With overall reliability easily implemented or inherent in many cloud services, the coveted “five nines”—or 99.999% uptime over a year—is more attainable now than ever before.
Durability through redundancy
Cloud storage is often relied upon as the final destination for storage of critical data, such as database backups, and should be an integral component of a disaster-resilient cloud infrastructure. All the well-known cloud providers (Amazon Web Services, Azure, Rackspace) offer durable storage solutions. Every file or object uploaded is replicated to multiple locations, either within one data center or across multiple data centers. The durability achieved through such high levels of redundancy is staggering.
For example, Amazon S3 is designed for 99.999999999% durability over the course of a year. In other words, if you store 10,000 objects with S3, the expected average loss is one object every ten million years—a number that should be attractive to even the most risk-averse businesses.
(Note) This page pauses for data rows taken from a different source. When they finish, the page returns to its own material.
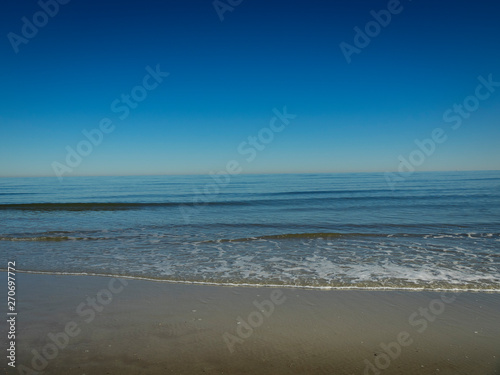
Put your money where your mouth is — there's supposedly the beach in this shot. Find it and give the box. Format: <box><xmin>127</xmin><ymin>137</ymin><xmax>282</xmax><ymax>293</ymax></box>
<box><xmin>4</xmin><ymin>272</ymin><xmax>500</xmax><ymax>374</ymax></box>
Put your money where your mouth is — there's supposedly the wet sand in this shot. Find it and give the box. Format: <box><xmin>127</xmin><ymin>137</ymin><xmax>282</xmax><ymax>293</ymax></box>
<box><xmin>2</xmin><ymin>272</ymin><xmax>500</xmax><ymax>374</ymax></box>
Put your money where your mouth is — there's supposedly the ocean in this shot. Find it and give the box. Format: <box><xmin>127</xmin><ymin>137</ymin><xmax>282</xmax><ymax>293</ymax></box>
<box><xmin>1</xmin><ymin>171</ymin><xmax>499</xmax><ymax>291</ymax></box>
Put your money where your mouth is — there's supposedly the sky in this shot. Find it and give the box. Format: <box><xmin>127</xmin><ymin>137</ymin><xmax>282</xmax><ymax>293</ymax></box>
<box><xmin>1</xmin><ymin>0</ymin><xmax>500</xmax><ymax>178</ymax></box>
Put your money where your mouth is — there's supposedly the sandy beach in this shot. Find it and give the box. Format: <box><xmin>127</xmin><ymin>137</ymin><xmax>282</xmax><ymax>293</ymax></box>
<box><xmin>1</xmin><ymin>272</ymin><xmax>499</xmax><ymax>374</ymax></box>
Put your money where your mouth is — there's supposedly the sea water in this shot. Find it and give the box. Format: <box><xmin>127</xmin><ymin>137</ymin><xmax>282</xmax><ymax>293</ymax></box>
<box><xmin>1</xmin><ymin>171</ymin><xmax>499</xmax><ymax>291</ymax></box>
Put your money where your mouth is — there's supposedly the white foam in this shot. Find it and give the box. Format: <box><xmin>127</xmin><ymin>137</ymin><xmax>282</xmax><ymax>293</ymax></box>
<box><xmin>3</xmin><ymin>269</ymin><xmax>500</xmax><ymax>294</ymax></box>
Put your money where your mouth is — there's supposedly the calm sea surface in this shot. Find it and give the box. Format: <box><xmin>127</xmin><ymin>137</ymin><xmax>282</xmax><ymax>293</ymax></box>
<box><xmin>1</xmin><ymin>171</ymin><xmax>499</xmax><ymax>291</ymax></box>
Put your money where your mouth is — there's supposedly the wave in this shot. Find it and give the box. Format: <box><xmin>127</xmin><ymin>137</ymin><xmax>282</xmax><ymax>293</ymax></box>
<box><xmin>0</xmin><ymin>231</ymin><xmax>372</xmax><ymax>242</ymax></box>
<box><xmin>0</xmin><ymin>236</ymin><xmax>104</xmax><ymax>241</ymax></box>
<box><xmin>198</xmin><ymin>232</ymin><xmax>499</xmax><ymax>244</ymax></box>
<box><xmin>0</xmin><ymin>201</ymin><xmax>251</xmax><ymax>211</ymax></box>
<box><xmin>2</xmin><ymin>230</ymin><xmax>498</xmax><ymax>242</ymax></box>
<box><xmin>208</xmin><ymin>232</ymin><xmax>380</xmax><ymax>242</ymax></box>
<box><xmin>2</xmin><ymin>192</ymin><xmax>498</xmax><ymax>211</ymax></box>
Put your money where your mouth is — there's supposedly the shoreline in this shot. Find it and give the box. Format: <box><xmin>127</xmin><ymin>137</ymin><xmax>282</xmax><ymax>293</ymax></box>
<box><xmin>2</xmin><ymin>272</ymin><xmax>500</xmax><ymax>374</ymax></box>
<box><xmin>3</xmin><ymin>269</ymin><xmax>500</xmax><ymax>294</ymax></box>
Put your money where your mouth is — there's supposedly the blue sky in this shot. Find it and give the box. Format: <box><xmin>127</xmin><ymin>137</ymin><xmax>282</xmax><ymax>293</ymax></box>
<box><xmin>1</xmin><ymin>0</ymin><xmax>500</xmax><ymax>177</ymax></box>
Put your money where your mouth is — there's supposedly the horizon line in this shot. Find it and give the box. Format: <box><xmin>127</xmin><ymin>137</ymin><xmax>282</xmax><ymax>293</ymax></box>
<box><xmin>1</xmin><ymin>168</ymin><xmax>499</xmax><ymax>179</ymax></box>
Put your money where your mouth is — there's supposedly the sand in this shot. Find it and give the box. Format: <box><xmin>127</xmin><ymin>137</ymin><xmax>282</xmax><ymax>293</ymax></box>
<box><xmin>1</xmin><ymin>272</ymin><xmax>500</xmax><ymax>374</ymax></box>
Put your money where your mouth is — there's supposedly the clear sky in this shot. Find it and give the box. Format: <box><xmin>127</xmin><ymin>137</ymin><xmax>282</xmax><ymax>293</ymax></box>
<box><xmin>1</xmin><ymin>0</ymin><xmax>500</xmax><ymax>178</ymax></box>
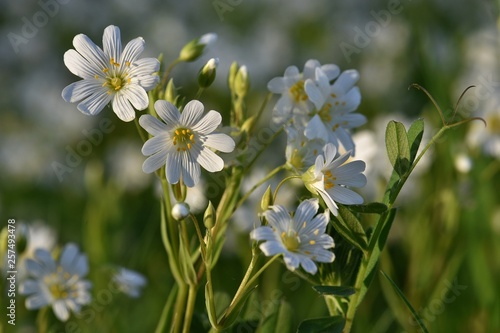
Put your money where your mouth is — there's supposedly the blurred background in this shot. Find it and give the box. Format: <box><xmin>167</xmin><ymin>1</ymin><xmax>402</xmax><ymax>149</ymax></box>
<box><xmin>1</xmin><ymin>0</ymin><xmax>499</xmax><ymax>332</ymax></box>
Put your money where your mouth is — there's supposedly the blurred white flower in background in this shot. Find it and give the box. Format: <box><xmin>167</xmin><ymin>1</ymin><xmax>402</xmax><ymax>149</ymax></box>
<box><xmin>112</xmin><ymin>267</ymin><xmax>147</xmax><ymax>298</ymax></box>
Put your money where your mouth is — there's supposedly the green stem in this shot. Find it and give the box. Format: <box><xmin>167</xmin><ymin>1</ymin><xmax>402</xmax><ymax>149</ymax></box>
<box><xmin>182</xmin><ymin>285</ymin><xmax>198</xmax><ymax>333</ymax></box>
<box><xmin>155</xmin><ymin>284</ymin><xmax>179</xmax><ymax>333</ymax></box>
<box><xmin>235</xmin><ymin>164</ymin><xmax>285</xmax><ymax>211</ymax></box>
<box><xmin>160</xmin><ymin>58</ymin><xmax>182</xmax><ymax>89</ymax></box>
<box><xmin>36</xmin><ymin>307</ymin><xmax>49</xmax><ymax>333</ymax></box>
<box><xmin>273</xmin><ymin>175</ymin><xmax>301</xmax><ymax>203</ymax></box>
<box><xmin>172</xmin><ymin>283</ymin><xmax>189</xmax><ymax>333</ymax></box>
<box><xmin>194</xmin><ymin>87</ymin><xmax>205</xmax><ymax>100</ymax></box>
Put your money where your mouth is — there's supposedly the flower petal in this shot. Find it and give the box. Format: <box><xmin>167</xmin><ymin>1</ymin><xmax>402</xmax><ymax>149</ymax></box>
<box><xmin>142</xmin><ymin>149</ymin><xmax>167</xmax><ymax>173</ymax></box>
<box><xmin>260</xmin><ymin>241</ymin><xmax>286</xmax><ymax>257</ymax></box>
<box><xmin>77</xmin><ymin>89</ymin><xmax>111</xmax><ymax>116</ymax></box>
<box><xmin>192</xmin><ymin>110</ymin><xmax>223</xmax><ymax>136</ymax></box>
<box><xmin>121</xmin><ymin>85</ymin><xmax>148</xmax><ymax>111</ymax></box>
<box><xmin>120</xmin><ymin>37</ymin><xmax>145</xmax><ymax>64</ymax></box>
<box><xmin>142</xmin><ymin>134</ymin><xmax>168</xmax><ymax>155</ymax></box>
<box><xmin>62</xmin><ymin>80</ymin><xmax>103</xmax><ymax>103</ymax></box>
<box><xmin>155</xmin><ymin>100</ymin><xmax>180</xmax><ymax>125</ymax></box>
<box><xmin>293</xmin><ymin>199</ymin><xmax>319</xmax><ymax>230</ymax></box>
<box><xmin>250</xmin><ymin>226</ymin><xmax>278</xmax><ymax>242</ymax></box>
<box><xmin>195</xmin><ymin>146</ymin><xmax>224</xmax><ymax>172</ymax></box>
<box><xmin>180</xmin><ymin>100</ymin><xmax>205</xmax><ymax>128</ymax></box>
<box><xmin>102</xmin><ymin>25</ymin><xmax>122</xmax><ymax>63</ymax></box>
<box><xmin>52</xmin><ymin>300</ymin><xmax>71</xmax><ymax>321</ymax></box>
<box><xmin>181</xmin><ymin>152</ymin><xmax>200</xmax><ymax>187</ymax></box>
<box><xmin>329</xmin><ymin>187</ymin><xmax>364</xmax><ymax>205</ymax></box>
<box><xmin>72</xmin><ymin>33</ymin><xmax>108</xmax><ymax>71</ymax></box>
<box><xmin>316</xmin><ymin>187</ymin><xmax>339</xmax><ymax>216</ymax></box>
<box><xmin>26</xmin><ymin>294</ymin><xmax>51</xmax><ymax>310</ymax></box>
<box><xmin>112</xmin><ymin>93</ymin><xmax>136</xmax><ymax>122</ymax></box>
<box><xmin>63</xmin><ymin>49</ymin><xmax>101</xmax><ymax>79</ymax></box>
<box><xmin>264</xmin><ymin>205</ymin><xmax>292</xmax><ymax>233</ymax></box>
<box><xmin>165</xmin><ymin>152</ymin><xmax>181</xmax><ymax>184</ymax></box>
<box><xmin>201</xmin><ymin>133</ymin><xmax>235</xmax><ymax>153</ymax></box>
<box><xmin>60</xmin><ymin>243</ymin><xmax>79</xmax><ymax>270</ymax></box>
<box><xmin>139</xmin><ymin>114</ymin><xmax>168</xmax><ymax>136</ymax></box>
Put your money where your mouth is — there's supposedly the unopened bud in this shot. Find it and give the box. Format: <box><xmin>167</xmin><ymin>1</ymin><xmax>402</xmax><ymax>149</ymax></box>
<box><xmin>260</xmin><ymin>185</ymin><xmax>273</xmax><ymax>211</ymax></box>
<box><xmin>198</xmin><ymin>58</ymin><xmax>219</xmax><ymax>88</ymax></box>
<box><xmin>164</xmin><ymin>79</ymin><xmax>177</xmax><ymax>104</ymax></box>
<box><xmin>234</xmin><ymin>65</ymin><xmax>249</xmax><ymax>98</ymax></box>
<box><xmin>179</xmin><ymin>33</ymin><xmax>217</xmax><ymax>62</ymax></box>
<box><xmin>203</xmin><ymin>201</ymin><xmax>216</xmax><ymax>229</ymax></box>
<box><xmin>172</xmin><ymin>202</ymin><xmax>190</xmax><ymax>221</ymax></box>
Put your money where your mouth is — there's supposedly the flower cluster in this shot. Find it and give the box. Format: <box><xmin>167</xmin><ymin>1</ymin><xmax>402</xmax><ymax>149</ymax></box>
<box><xmin>268</xmin><ymin>60</ymin><xmax>367</xmax><ymax>216</ymax></box>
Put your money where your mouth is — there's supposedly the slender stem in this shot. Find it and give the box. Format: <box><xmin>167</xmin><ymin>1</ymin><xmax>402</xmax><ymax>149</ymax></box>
<box><xmin>235</xmin><ymin>164</ymin><xmax>285</xmax><ymax>211</ymax></box>
<box><xmin>182</xmin><ymin>285</ymin><xmax>198</xmax><ymax>333</ymax></box>
<box><xmin>155</xmin><ymin>284</ymin><xmax>179</xmax><ymax>333</ymax></box>
<box><xmin>273</xmin><ymin>175</ymin><xmax>301</xmax><ymax>203</ymax></box>
<box><xmin>172</xmin><ymin>283</ymin><xmax>189</xmax><ymax>333</ymax></box>
<box><xmin>160</xmin><ymin>59</ymin><xmax>182</xmax><ymax>88</ymax></box>
<box><xmin>194</xmin><ymin>87</ymin><xmax>205</xmax><ymax>100</ymax></box>
<box><xmin>36</xmin><ymin>307</ymin><xmax>49</xmax><ymax>333</ymax></box>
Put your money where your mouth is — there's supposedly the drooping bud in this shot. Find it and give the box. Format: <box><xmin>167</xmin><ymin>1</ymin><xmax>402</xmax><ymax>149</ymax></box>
<box><xmin>179</xmin><ymin>33</ymin><xmax>217</xmax><ymax>62</ymax></box>
<box><xmin>164</xmin><ymin>78</ymin><xmax>177</xmax><ymax>104</ymax></box>
<box><xmin>198</xmin><ymin>58</ymin><xmax>219</xmax><ymax>88</ymax></box>
<box><xmin>172</xmin><ymin>202</ymin><xmax>190</xmax><ymax>221</ymax></box>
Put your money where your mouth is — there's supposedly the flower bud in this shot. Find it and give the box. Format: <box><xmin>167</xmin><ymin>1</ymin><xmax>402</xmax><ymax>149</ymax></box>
<box><xmin>172</xmin><ymin>202</ymin><xmax>190</xmax><ymax>221</ymax></box>
<box><xmin>228</xmin><ymin>61</ymin><xmax>239</xmax><ymax>91</ymax></box>
<box><xmin>198</xmin><ymin>58</ymin><xmax>219</xmax><ymax>88</ymax></box>
<box><xmin>179</xmin><ymin>33</ymin><xmax>217</xmax><ymax>62</ymax></box>
<box><xmin>164</xmin><ymin>78</ymin><xmax>177</xmax><ymax>104</ymax></box>
<box><xmin>234</xmin><ymin>65</ymin><xmax>249</xmax><ymax>98</ymax></box>
<box><xmin>302</xmin><ymin>165</ymin><xmax>320</xmax><ymax>196</ymax></box>
<box><xmin>260</xmin><ymin>185</ymin><xmax>273</xmax><ymax>212</ymax></box>
<box><xmin>203</xmin><ymin>201</ymin><xmax>216</xmax><ymax>229</ymax></box>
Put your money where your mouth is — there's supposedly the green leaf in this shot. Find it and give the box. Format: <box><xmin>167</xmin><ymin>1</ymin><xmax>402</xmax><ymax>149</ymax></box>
<box><xmin>347</xmin><ymin>202</ymin><xmax>388</xmax><ymax>214</ymax></box>
<box><xmin>178</xmin><ymin>232</ymin><xmax>197</xmax><ymax>285</ymax></box>
<box><xmin>382</xmin><ymin>170</ymin><xmax>400</xmax><ymax>205</ymax></box>
<box><xmin>257</xmin><ymin>300</ymin><xmax>293</xmax><ymax>333</ymax></box>
<box><xmin>385</xmin><ymin>121</ymin><xmax>411</xmax><ymax>176</ymax></box>
<box><xmin>313</xmin><ymin>285</ymin><xmax>355</xmax><ymax>297</ymax></box>
<box><xmin>357</xmin><ymin>208</ymin><xmax>397</xmax><ymax>306</ymax></box>
<box><xmin>332</xmin><ymin>206</ymin><xmax>368</xmax><ymax>252</ymax></box>
<box><xmin>407</xmin><ymin>118</ymin><xmax>425</xmax><ymax>164</ymax></box>
<box><xmin>297</xmin><ymin>316</ymin><xmax>345</xmax><ymax>333</ymax></box>
<box><xmin>380</xmin><ymin>271</ymin><xmax>429</xmax><ymax>333</ymax></box>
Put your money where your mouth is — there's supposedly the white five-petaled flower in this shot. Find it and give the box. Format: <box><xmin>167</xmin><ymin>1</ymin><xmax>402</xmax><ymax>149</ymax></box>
<box><xmin>19</xmin><ymin>243</ymin><xmax>91</xmax><ymax>322</ymax></box>
<box><xmin>140</xmin><ymin>100</ymin><xmax>235</xmax><ymax>187</ymax></box>
<box><xmin>62</xmin><ymin>25</ymin><xmax>160</xmax><ymax>122</ymax></box>
<box><xmin>112</xmin><ymin>267</ymin><xmax>147</xmax><ymax>298</ymax></box>
<box><xmin>250</xmin><ymin>199</ymin><xmax>335</xmax><ymax>275</ymax></box>
<box><xmin>302</xmin><ymin>143</ymin><xmax>367</xmax><ymax>216</ymax></box>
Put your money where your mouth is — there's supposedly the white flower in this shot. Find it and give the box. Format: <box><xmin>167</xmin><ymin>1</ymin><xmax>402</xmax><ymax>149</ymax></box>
<box><xmin>285</xmin><ymin>126</ymin><xmax>326</xmax><ymax>173</ymax></box>
<box><xmin>302</xmin><ymin>143</ymin><xmax>366</xmax><ymax>216</ymax></box>
<box><xmin>250</xmin><ymin>199</ymin><xmax>335</xmax><ymax>274</ymax></box>
<box><xmin>112</xmin><ymin>268</ymin><xmax>147</xmax><ymax>298</ymax></box>
<box><xmin>267</xmin><ymin>59</ymin><xmax>340</xmax><ymax>125</ymax></box>
<box><xmin>62</xmin><ymin>25</ymin><xmax>160</xmax><ymax>122</ymax></box>
<box><xmin>140</xmin><ymin>100</ymin><xmax>235</xmax><ymax>187</ymax></box>
<box><xmin>199</xmin><ymin>33</ymin><xmax>217</xmax><ymax>47</ymax></box>
<box><xmin>304</xmin><ymin>67</ymin><xmax>366</xmax><ymax>153</ymax></box>
<box><xmin>19</xmin><ymin>243</ymin><xmax>91</xmax><ymax>322</ymax></box>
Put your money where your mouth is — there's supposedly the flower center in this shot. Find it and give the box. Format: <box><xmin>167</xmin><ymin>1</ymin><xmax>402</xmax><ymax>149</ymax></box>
<box><xmin>289</xmin><ymin>80</ymin><xmax>308</xmax><ymax>103</ymax></box>
<box><xmin>324</xmin><ymin>170</ymin><xmax>336</xmax><ymax>189</ymax></box>
<box><xmin>173</xmin><ymin>127</ymin><xmax>196</xmax><ymax>152</ymax></box>
<box><xmin>96</xmin><ymin>58</ymin><xmax>132</xmax><ymax>94</ymax></box>
<box><xmin>44</xmin><ymin>270</ymin><xmax>72</xmax><ymax>299</ymax></box>
<box><xmin>281</xmin><ymin>231</ymin><xmax>300</xmax><ymax>251</ymax></box>
<box><xmin>318</xmin><ymin>102</ymin><xmax>332</xmax><ymax>122</ymax></box>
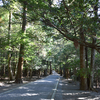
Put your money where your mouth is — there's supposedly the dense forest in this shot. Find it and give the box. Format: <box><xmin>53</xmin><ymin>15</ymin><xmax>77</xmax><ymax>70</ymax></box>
<box><xmin>0</xmin><ymin>0</ymin><xmax>100</xmax><ymax>91</ymax></box>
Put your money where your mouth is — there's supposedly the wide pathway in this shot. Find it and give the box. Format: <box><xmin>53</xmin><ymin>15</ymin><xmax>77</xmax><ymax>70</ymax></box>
<box><xmin>0</xmin><ymin>71</ymin><xmax>60</xmax><ymax>100</ymax></box>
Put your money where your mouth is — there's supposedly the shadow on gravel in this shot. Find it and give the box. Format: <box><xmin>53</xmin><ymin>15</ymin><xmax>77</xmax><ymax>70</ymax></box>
<box><xmin>0</xmin><ymin>72</ymin><xmax>60</xmax><ymax>100</ymax></box>
<box><xmin>60</xmin><ymin>78</ymin><xmax>100</xmax><ymax>100</ymax></box>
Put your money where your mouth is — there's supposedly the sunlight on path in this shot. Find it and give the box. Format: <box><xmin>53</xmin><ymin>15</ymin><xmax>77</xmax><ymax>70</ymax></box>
<box><xmin>0</xmin><ymin>71</ymin><xmax>60</xmax><ymax>100</ymax></box>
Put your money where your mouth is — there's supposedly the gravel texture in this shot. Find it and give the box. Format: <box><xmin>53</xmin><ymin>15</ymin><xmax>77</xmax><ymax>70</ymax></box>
<box><xmin>0</xmin><ymin>71</ymin><xmax>60</xmax><ymax>100</ymax></box>
<box><xmin>0</xmin><ymin>73</ymin><xmax>100</xmax><ymax>100</ymax></box>
<box><xmin>55</xmin><ymin>77</ymin><xmax>100</xmax><ymax>100</ymax></box>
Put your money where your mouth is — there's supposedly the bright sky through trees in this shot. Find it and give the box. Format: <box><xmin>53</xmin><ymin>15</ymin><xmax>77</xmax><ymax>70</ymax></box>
<box><xmin>0</xmin><ymin>0</ymin><xmax>3</xmax><ymax>6</ymax></box>
<box><xmin>53</xmin><ymin>0</ymin><xmax>62</xmax><ymax>6</ymax></box>
<box><xmin>53</xmin><ymin>0</ymin><xmax>60</xmax><ymax>4</ymax></box>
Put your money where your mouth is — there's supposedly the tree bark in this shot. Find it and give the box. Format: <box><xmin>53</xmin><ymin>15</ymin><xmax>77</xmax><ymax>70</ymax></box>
<box><xmin>8</xmin><ymin>53</ymin><xmax>13</xmax><ymax>80</ymax></box>
<box><xmin>66</xmin><ymin>68</ymin><xmax>69</xmax><ymax>79</ymax></box>
<box><xmin>80</xmin><ymin>31</ymin><xmax>87</xmax><ymax>90</ymax></box>
<box><xmin>63</xmin><ymin>64</ymin><xmax>67</xmax><ymax>78</ymax></box>
<box><xmin>37</xmin><ymin>69</ymin><xmax>41</xmax><ymax>78</ymax></box>
<box><xmin>85</xmin><ymin>47</ymin><xmax>90</xmax><ymax>89</ymax></box>
<box><xmin>44</xmin><ymin>69</ymin><xmax>47</xmax><ymax>76</ymax></box>
<box><xmin>8</xmin><ymin>11</ymin><xmax>13</xmax><ymax>81</ymax></box>
<box><xmin>50</xmin><ymin>62</ymin><xmax>52</xmax><ymax>74</ymax></box>
<box><xmin>89</xmin><ymin>38</ymin><xmax>96</xmax><ymax>89</ymax></box>
<box><xmin>60</xmin><ymin>63</ymin><xmax>62</xmax><ymax>76</ymax></box>
<box><xmin>80</xmin><ymin>44</ymin><xmax>87</xmax><ymax>90</ymax></box>
<box><xmin>15</xmin><ymin>2</ymin><xmax>27</xmax><ymax>83</ymax></box>
<box><xmin>47</xmin><ymin>61</ymin><xmax>49</xmax><ymax>75</ymax></box>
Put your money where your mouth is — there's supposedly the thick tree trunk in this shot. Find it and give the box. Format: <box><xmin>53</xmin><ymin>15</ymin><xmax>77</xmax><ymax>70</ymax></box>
<box><xmin>15</xmin><ymin>54</ymin><xmax>23</xmax><ymax>83</ymax></box>
<box><xmin>63</xmin><ymin>63</ymin><xmax>70</xmax><ymax>79</ymax></box>
<box><xmin>15</xmin><ymin>2</ymin><xmax>27</xmax><ymax>83</ymax></box>
<box><xmin>66</xmin><ymin>68</ymin><xmax>69</xmax><ymax>79</ymax></box>
<box><xmin>80</xmin><ymin>44</ymin><xmax>87</xmax><ymax>90</ymax></box>
<box><xmin>80</xmin><ymin>31</ymin><xmax>87</xmax><ymax>90</ymax></box>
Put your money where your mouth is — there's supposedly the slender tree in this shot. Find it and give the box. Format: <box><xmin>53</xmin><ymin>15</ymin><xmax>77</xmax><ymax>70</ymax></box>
<box><xmin>8</xmin><ymin>10</ymin><xmax>13</xmax><ymax>81</ymax></box>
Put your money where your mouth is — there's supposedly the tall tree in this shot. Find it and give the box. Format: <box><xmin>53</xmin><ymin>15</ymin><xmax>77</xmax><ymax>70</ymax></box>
<box><xmin>89</xmin><ymin>2</ymin><xmax>98</xmax><ymax>89</ymax></box>
<box><xmin>80</xmin><ymin>28</ymin><xmax>87</xmax><ymax>90</ymax></box>
<box><xmin>34</xmin><ymin>0</ymin><xmax>100</xmax><ymax>90</ymax></box>
<box><xmin>15</xmin><ymin>1</ymin><xmax>27</xmax><ymax>83</ymax></box>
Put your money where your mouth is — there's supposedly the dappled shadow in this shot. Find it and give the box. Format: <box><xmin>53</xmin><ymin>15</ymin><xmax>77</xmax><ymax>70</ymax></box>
<box><xmin>57</xmin><ymin>77</ymin><xmax>100</xmax><ymax>100</ymax></box>
<box><xmin>0</xmin><ymin>71</ymin><xmax>60</xmax><ymax>100</ymax></box>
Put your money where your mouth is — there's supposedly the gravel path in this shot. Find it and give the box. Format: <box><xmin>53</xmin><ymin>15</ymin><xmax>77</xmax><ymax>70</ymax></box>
<box><xmin>0</xmin><ymin>73</ymin><xmax>100</xmax><ymax>100</ymax></box>
<box><xmin>55</xmin><ymin>77</ymin><xmax>100</xmax><ymax>100</ymax></box>
<box><xmin>0</xmin><ymin>71</ymin><xmax>60</xmax><ymax>100</ymax></box>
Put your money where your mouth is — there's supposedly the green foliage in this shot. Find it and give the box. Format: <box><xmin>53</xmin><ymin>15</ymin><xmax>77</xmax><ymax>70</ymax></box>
<box><xmin>77</xmin><ymin>68</ymin><xmax>91</xmax><ymax>78</ymax></box>
<box><xmin>0</xmin><ymin>0</ymin><xmax>100</xmax><ymax>80</ymax></box>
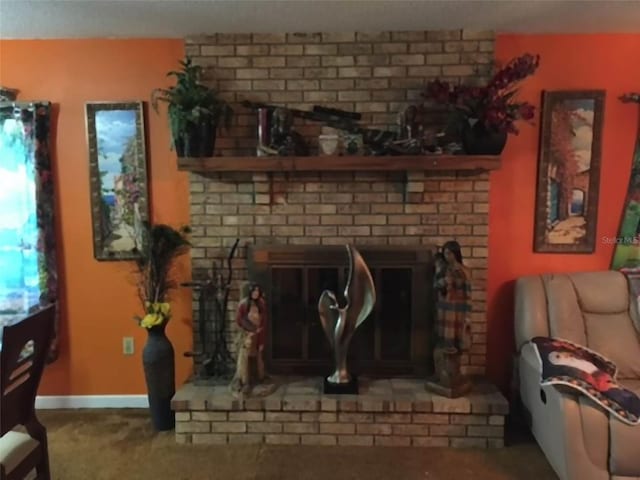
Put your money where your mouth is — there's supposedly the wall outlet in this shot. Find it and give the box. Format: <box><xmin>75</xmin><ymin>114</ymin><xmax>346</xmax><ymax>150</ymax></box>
<box><xmin>123</xmin><ymin>337</ymin><xmax>135</xmax><ymax>355</ymax></box>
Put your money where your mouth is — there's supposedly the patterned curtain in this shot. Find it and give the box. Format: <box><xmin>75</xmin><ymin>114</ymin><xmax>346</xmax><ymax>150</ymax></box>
<box><xmin>0</xmin><ymin>102</ymin><xmax>59</xmax><ymax>361</ymax></box>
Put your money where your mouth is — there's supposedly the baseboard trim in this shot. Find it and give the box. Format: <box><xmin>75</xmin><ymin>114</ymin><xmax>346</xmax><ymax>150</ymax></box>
<box><xmin>35</xmin><ymin>395</ymin><xmax>149</xmax><ymax>409</ymax></box>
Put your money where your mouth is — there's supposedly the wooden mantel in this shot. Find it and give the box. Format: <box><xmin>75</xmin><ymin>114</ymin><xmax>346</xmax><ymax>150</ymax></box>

Keep your eggs in multiple baskets
Traditional disaster recovery practices, targeted towards cost-effectiveness at the expense of longer recovery times, typically involve a cold, warm, or hot standby site. These standbys are complete replicas of a primary site, with varying degrees of capacity and recovery times in the case of a failover. The most resilient configuration, active-active clustering, involves no standby site, however. In this setup, two identical sites are run simultaneously across geographically-dispersed data centers, with a load balancer directing traffic between the two. In the case of an outage in one data center, failover to the other data center is nearly instantaneous. Although technically attractive, this approach traditionally came at considerable cost—that is, until cloud-based high availability arrived.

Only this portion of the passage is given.